Published in The Ferndale Record, November 3, 2010
Just when I think society is going to hell and there’s nothing I can do about it, the Texas Rangers clobber the New York Yankees in game six and take the American League Championship Series. The universe is restored to its rightful order, and everything is on track.
Not that I’m a Rangers fan, I just don’t like the Yankees. I can’t remember exactly when they fell from my personal grace, but it was sometime after the words “Yankees” and “World Series” were repeatedly used in the same sentence. It was a foregone conclusion, ruling out the underdogs.
Of course in baseball and life, you can’t count anyone out. It’s here I would interject, “..except maybe the Seattle Mariners.” But that flame of hope still burns, and I won’t go for the cheap jab, which I suppose I just did.
Even though the San Francisco Giants showed the Rangers who’s boss in this year’s World Series, that last game of the playoffs between the Yankees and Rangers was, well, historical. I particularly enjoyed seeing all of Texas on its feet, and witnessing the final out: New York’s Alex Rodriguez, humbled in a ballpark that used to chant his name for a different reason. It was sweet to see a team that’s never been to the World Series finally get a shot by beating the one club most fans expect to regularly take home another World Championship ring.
Not this year, New York.
The Yankees are, I’ll admit, a great team. Fantastic baseball is exciting and they deliver the goods. One of the best (if not the finest) closers in baseball, Mariano Rivera, is like spare, exquisite poetry. Fans of the opposing team cower when he takes the mound. I single him out because he’s just that good.
I understand that some teams often play better than others. Those players get the press, the glory, until someone else comes along, from another team, sometimes out of almost nowhere, and makes a dent—if not history. That is equally, if not more entertaining as solid baseball.

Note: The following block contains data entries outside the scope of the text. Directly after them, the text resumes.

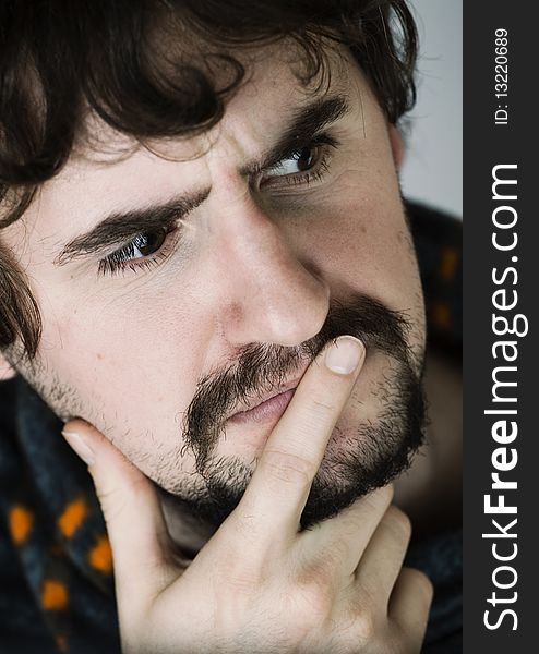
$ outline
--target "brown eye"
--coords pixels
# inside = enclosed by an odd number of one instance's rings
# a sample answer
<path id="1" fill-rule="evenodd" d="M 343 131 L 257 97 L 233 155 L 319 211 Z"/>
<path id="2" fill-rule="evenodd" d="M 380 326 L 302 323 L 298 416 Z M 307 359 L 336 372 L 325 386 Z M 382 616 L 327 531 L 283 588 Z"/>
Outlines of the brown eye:
<path id="1" fill-rule="evenodd" d="M 133 241 L 133 258 L 151 256 L 163 247 L 167 239 L 167 230 L 160 229 L 136 237 Z"/>

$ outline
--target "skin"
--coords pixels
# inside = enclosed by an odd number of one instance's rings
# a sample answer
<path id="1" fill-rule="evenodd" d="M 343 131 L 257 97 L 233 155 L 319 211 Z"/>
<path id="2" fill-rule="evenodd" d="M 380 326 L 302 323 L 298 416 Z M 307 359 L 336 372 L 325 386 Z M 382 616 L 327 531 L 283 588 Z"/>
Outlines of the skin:
<path id="1" fill-rule="evenodd" d="M 400 569 L 409 523 L 397 509 L 387 509 L 391 493 L 380 491 L 374 499 L 359 500 L 318 526 L 315 535 L 298 534 L 314 474 L 332 451 L 346 447 L 346 439 L 336 440 L 334 426 L 346 434 L 358 421 L 379 415 L 380 398 L 373 389 L 392 374 L 387 356 L 368 352 L 359 376 L 359 367 L 351 375 L 335 375 L 306 364 L 283 416 L 255 426 L 227 423 L 216 453 L 253 468 L 253 461 L 259 462 L 240 507 L 209 541 L 207 533 L 194 533 L 179 513 L 167 516 L 167 529 L 155 491 L 144 477 L 180 492 L 199 484 L 193 453 L 178 439 L 179 419 L 197 383 L 224 370 L 250 343 L 290 348 L 312 338 L 332 299 L 368 293 L 405 312 L 412 364 L 417 374 L 421 370 L 424 314 L 398 192 L 398 134 L 387 125 L 357 66 L 345 55 L 332 56 L 332 89 L 346 89 L 351 111 L 332 126 L 342 145 L 332 153 L 327 172 L 292 190 L 274 174 L 268 186 L 253 191 L 253 180 L 242 177 L 240 168 L 273 145 L 283 117 L 312 96 L 278 50 L 261 57 L 252 70 L 252 78 L 211 133 L 169 143 L 165 153 L 163 144 L 155 144 L 166 158 L 139 148 L 118 160 L 124 138 L 93 124 L 107 147 L 98 154 L 87 148 L 74 153 L 61 173 L 43 186 L 24 220 L 4 230 L 2 239 L 27 271 L 44 316 L 37 364 L 21 365 L 19 372 L 59 416 L 80 416 L 97 428 L 88 431 L 77 422 L 68 431 L 79 435 L 70 443 L 91 464 L 108 521 L 125 652 L 145 651 L 148 643 L 159 652 L 194 643 L 200 650 L 189 651 L 249 652 L 253 642 L 263 651 L 262 642 L 275 644 L 278 638 L 261 616 L 267 618 L 268 606 L 280 606 L 287 589 L 296 597 L 298 583 L 308 574 L 313 580 L 308 598 L 327 600 L 321 609 L 322 628 L 313 632 L 309 602 L 292 603 L 303 606 L 299 613 L 286 603 L 278 615 L 272 614 L 290 634 L 279 651 L 324 652 L 338 643 L 343 652 L 384 652 L 397 643 L 392 651 L 412 652 L 419 650 L 431 591 L 422 576 Z M 193 158 L 201 148 L 204 154 Z M 151 270 L 98 277 L 95 256 L 55 265 L 62 245 L 93 227 L 101 214 L 203 186 L 212 186 L 212 192 L 185 220 L 181 245 Z M 320 411 L 316 397 L 325 421 L 313 421 Z M 81 449 L 81 437 L 92 455 Z M 283 488 L 276 480 L 284 481 Z M 415 504 L 418 489 L 407 495 L 410 486 L 405 484 L 403 496 Z M 136 501 L 128 500 L 133 494 Z M 124 505 L 124 510 L 119 508 Z M 133 537 L 133 525 L 135 533 L 148 534 L 139 549 L 130 545 L 140 540 Z M 260 530 L 260 538 L 250 536 L 251 529 L 255 534 Z M 195 550 L 207 541 L 189 567 L 171 562 L 169 532 L 176 543 Z M 275 533 L 278 543 L 272 540 Z M 358 535 L 360 544 L 354 549 Z M 346 547 L 345 572 L 335 557 L 327 557 L 338 542 Z M 262 556 L 270 549 L 271 560 Z M 252 565 L 238 591 L 238 611 L 227 616 L 223 611 L 230 597 L 212 594 L 215 589 L 207 589 L 205 580 L 238 550 Z M 335 565 L 313 564 L 324 556 Z M 159 583 L 139 572 L 141 560 L 158 571 Z M 390 561 L 385 571 L 382 560 Z M 359 574 L 360 569 L 366 573 Z M 262 570 L 273 570 L 267 578 L 275 581 L 264 585 Z M 316 584 L 320 576 L 336 581 Z M 133 577 L 135 588 L 128 581 Z M 221 588 L 238 590 L 238 579 L 237 569 L 227 569 Z M 364 601 L 366 589 L 373 588 L 379 589 L 375 609 Z M 140 602 L 127 600 L 134 595 Z M 351 611 L 350 598 L 358 596 L 363 600 L 354 601 Z M 207 641 L 204 629 L 199 632 L 171 619 L 181 615 L 178 606 L 184 604 L 187 616 L 209 607 L 201 623 L 213 625 L 220 650 Z M 252 610 L 245 610 L 251 605 Z M 216 623 L 223 629 L 215 629 Z M 238 634 L 244 637 L 241 642 Z M 313 649 L 314 642 L 320 650 Z"/>

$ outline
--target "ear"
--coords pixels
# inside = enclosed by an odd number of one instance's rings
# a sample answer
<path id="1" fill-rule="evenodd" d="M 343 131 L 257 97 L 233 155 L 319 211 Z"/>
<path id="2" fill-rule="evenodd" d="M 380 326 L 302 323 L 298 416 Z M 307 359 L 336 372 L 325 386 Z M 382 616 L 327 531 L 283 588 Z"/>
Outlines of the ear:
<path id="1" fill-rule="evenodd" d="M 11 379 L 16 375 L 15 368 L 8 363 L 8 360 L 0 352 L 0 382 L 4 382 L 5 379 Z"/>
<path id="2" fill-rule="evenodd" d="M 404 142 L 400 132 L 397 130 L 395 125 L 390 125 L 390 145 L 391 152 L 393 155 L 393 161 L 395 162 L 395 169 L 397 173 L 400 172 L 400 166 L 403 165 L 404 159 Z"/>

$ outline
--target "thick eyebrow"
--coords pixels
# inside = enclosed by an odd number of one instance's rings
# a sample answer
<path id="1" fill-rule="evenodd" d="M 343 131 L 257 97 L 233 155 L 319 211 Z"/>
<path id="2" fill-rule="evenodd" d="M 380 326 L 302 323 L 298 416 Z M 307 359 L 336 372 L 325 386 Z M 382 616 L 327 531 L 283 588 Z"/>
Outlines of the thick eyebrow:
<path id="1" fill-rule="evenodd" d="M 336 122 L 348 111 L 348 101 L 342 95 L 316 98 L 309 105 L 300 107 L 289 124 L 285 126 L 277 143 L 261 157 L 242 166 L 240 173 L 249 178 L 273 168 L 295 150 L 308 145 L 322 129 Z M 145 231 L 169 227 L 201 205 L 209 192 L 211 187 L 179 195 L 164 204 L 112 211 L 88 232 L 67 243 L 55 258 L 55 265 L 64 266 L 74 258 L 127 243 Z"/>
<path id="2" fill-rule="evenodd" d="M 179 195 L 164 204 L 128 211 L 113 211 L 88 232 L 67 243 L 56 257 L 55 264 L 64 266 L 74 258 L 125 243 L 142 232 L 169 227 L 195 209 L 208 195 L 209 189 L 205 189 Z"/>

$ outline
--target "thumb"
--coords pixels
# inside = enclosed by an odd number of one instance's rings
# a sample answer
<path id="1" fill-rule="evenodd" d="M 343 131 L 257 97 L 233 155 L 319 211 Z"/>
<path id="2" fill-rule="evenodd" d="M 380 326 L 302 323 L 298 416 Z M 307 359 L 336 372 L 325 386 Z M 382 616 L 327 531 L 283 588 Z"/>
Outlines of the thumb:
<path id="1" fill-rule="evenodd" d="M 88 465 L 112 548 L 118 596 L 143 600 L 170 583 L 170 536 L 149 480 L 95 427 L 76 419 L 62 435 Z M 177 576 L 177 573 L 176 573 Z"/>

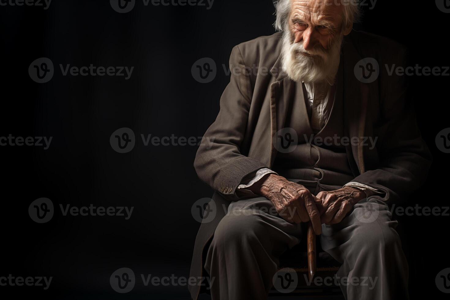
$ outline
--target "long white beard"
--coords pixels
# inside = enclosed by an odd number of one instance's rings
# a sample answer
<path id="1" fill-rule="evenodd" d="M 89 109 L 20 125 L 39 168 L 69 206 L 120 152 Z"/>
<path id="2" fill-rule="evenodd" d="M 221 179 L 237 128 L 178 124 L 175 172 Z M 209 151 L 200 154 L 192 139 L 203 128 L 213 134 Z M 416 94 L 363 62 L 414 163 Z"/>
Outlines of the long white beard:
<path id="1" fill-rule="evenodd" d="M 293 42 L 293 36 L 288 27 L 284 30 L 282 38 L 282 66 L 291 79 L 305 82 L 324 80 L 330 84 L 334 82 L 340 59 L 341 46 L 343 39 L 342 34 L 335 38 L 326 51 L 320 45 L 311 51 L 305 50 L 303 42 Z M 301 52 L 313 56 L 307 56 Z"/>

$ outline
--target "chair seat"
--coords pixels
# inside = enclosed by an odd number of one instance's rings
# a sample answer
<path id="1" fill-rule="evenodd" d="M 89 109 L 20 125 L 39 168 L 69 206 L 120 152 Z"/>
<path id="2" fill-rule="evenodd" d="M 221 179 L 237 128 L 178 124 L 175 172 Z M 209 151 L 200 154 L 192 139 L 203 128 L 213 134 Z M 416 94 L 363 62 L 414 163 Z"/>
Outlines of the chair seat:
<path id="1" fill-rule="evenodd" d="M 307 272 L 308 254 L 305 251 L 305 249 L 304 246 L 298 245 L 284 252 L 280 257 L 280 269 L 291 268 L 294 269 L 306 269 Z M 317 250 L 318 251 L 320 251 L 317 256 L 318 271 L 321 269 L 330 269 L 333 270 L 337 270 L 341 266 L 341 264 L 329 254 L 321 249 Z"/>

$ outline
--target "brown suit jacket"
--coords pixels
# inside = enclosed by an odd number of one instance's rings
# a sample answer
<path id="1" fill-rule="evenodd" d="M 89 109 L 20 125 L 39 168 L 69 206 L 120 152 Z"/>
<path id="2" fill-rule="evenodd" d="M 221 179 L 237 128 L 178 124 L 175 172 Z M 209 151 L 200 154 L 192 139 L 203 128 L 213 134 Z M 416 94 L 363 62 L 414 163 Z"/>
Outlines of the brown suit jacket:
<path id="1" fill-rule="evenodd" d="M 272 141 L 284 127 L 289 103 L 304 101 L 301 82 L 281 72 L 281 36 L 278 32 L 258 37 L 232 51 L 230 69 L 238 67 L 242 74 L 232 72 L 219 114 L 205 134 L 214 139 L 212 147 L 200 146 L 194 163 L 198 177 L 216 191 L 212 197 L 216 215 L 200 227 L 191 276 L 205 276 L 202 260 L 205 246 L 230 201 L 248 196 L 238 186 L 247 175 L 273 165 L 277 151 Z M 366 58 L 375 58 L 379 65 L 379 75 L 371 83 L 360 82 L 354 72 Z M 338 89 L 344 102 L 344 134 L 378 139 L 372 149 L 362 143 L 347 146 L 353 181 L 383 191 L 382 200 L 389 202 L 399 201 L 423 184 L 432 160 L 417 126 L 413 101 L 407 96 L 405 76 L 390 75 L 386 67 L 404 66 L 405 60 L 405 49 L 387 38 L 356 31 L 344 38 L 342 88 Z M 246 67 L 257 67 L 261 74 L 246 74 Z M 265 67 L 270 70 L 265 75 Z M 199 287 L 190 287 L 193 299 Z"/>

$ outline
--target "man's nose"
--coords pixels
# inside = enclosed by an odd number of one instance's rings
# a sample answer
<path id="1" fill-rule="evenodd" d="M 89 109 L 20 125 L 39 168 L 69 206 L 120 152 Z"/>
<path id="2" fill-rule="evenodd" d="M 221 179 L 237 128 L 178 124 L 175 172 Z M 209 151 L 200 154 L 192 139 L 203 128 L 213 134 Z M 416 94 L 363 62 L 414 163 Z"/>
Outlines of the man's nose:
<path id="1" fill-rule="evenodd" d="M 303 48 L 306 51 L 312 49 L 317 43 L 315 33 L 312 27 L 308 27 L 303 31 Z"/>

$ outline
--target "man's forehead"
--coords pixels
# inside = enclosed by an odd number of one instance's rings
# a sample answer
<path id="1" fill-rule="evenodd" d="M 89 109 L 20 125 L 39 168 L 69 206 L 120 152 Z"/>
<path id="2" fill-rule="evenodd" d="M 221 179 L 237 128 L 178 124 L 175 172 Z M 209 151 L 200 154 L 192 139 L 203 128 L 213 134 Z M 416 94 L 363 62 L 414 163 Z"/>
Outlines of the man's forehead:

Although he probably wasn’t the only one to say it, Lou Piniella asserted that on any given day, any one team could beat any other team. While that seems logical, even obvious, I like it. It gives everyone a chance. Not just the New York Yankees.
It says that when someone’s expected to win, you can’t necessarily count on it, so you’d better pay attention, like when Mine That Bird came from nearly eight lengths behind the field to blow past all the favorites and win the 2009 Kentucky Derby. The lesson? You never know, and that’s part of what makes competitive sport so compelling.
Finally, a World Series I cared about. I’ve been guilty of over estimating the Yankee machine myself and discounted the Fall Classic as over before it started simply because New York was in the game.
The Rangers winning the American League pennant reminds me that other teams play stunning baseball, too. Like the 2004 Boston Red Sox powering through the playoffs, past the Yankees, and ousting St. Louis in four games to take the World Series. This year we saw San Francisco chalk up a few memorable moments as well.
I’m just a fan of the game. But the upsets, especially where New York’s involved, are precious. Entitled Yankees fans can blame bad calls, or poor management, but maybe they just weren’t that good this time.
It was someone else’s turn this year, and that alone was worth watching.